Spatial complexity (space complexity) is a measure of the amount of storage space that is temporarily occupied by an algorithm while it is running. The storage space occupied by an algorithm in the computer memory, including the storage space occupied by the storage algorithm itself, the storage space occupied by the input and output data of the algorithm and the storage space occupied by the algorithm in the running process three aspects. The storage space occupied by the input and output data of the algorithm is determined by the problem to be solved, which is passed by the calling function by the parameter table, and it does not change with the algorithm. Storage algorithm itself occupies the storage space and the length of the algorithm written in proportion, to compress the storage space, you must write a shorter algorithm. Algorithm in the running process of temporary occupied storage space varies with the algorithm, some algorithms only need to occupy a small amount of temporary work units, and does not vary with the size of the problem, we call this algorithm "in-place/", is to save the memory of the algorithm, as described in this section of the algorithm is so , some algorithms need to occupy the number of temporary work and solve the problem of the size of N, it increases with the increase of N, when n is large, will occupy more storage units, such as in the Nineth chapter described in the Quick Sort and merge sorting algorithm is the case.

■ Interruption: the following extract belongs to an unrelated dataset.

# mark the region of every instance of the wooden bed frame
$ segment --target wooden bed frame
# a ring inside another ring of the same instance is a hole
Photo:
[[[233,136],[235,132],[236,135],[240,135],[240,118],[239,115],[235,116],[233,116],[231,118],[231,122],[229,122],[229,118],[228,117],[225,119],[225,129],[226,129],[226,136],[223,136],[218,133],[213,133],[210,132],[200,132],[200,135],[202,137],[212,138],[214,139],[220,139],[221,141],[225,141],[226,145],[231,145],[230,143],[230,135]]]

If the spatial complexity of an algorithm is a constant, that is, it does not change with the size of the processed data n, it can be represented as O (1); when the spatial complexity of an algorithm is proportional to the logarithm of the 2 base n, it can be represented as 0 (10g2n) When an algorithm's empty I-division complexity is linearly proportional to n, it can be represented as 0 (n). If the parameter is an array, it is only necessary to allocate a space for it to store an address pointer transmitted by the argument, that is, a machine word space, and if the parameter is a reference, you only need to assign it a space to store one It is used to store the address of the corresponding argument variable so that the argument variable is automatically referenced by the system.

The time complexity and spatial complexity of the sorting algorithm commonly used in "Computer Foundation"

Related Article

Contact Us

The content source of this page is from Internet, which doesn't represent Alibaba Cloud's opinion; products and services mentioned on that page don't have any relationship with Alibaba Cloud. If the content of the page makes you feel confusing, please write us an email, we will handle the problem within 5 days after receiving your email.

If you find any instances of plagiarism from the community, please send an email to: info-contact@alibabacloud.com and provide relevant evidence. A staff member will contact you within 5 working days.

A Free Trial That Lets You Build Big!

Start building with 50+ products and up to 12 months usage for Elastic Compute Service

  • Sales Support

    1 on 1 presale consultation

  • After-Sales Support

    24/7 Technical Support 6 Free Tickets per Quarter Faster Response

  • Alibaba Cloud offers highly flexible support services tailored to meet your exact needs.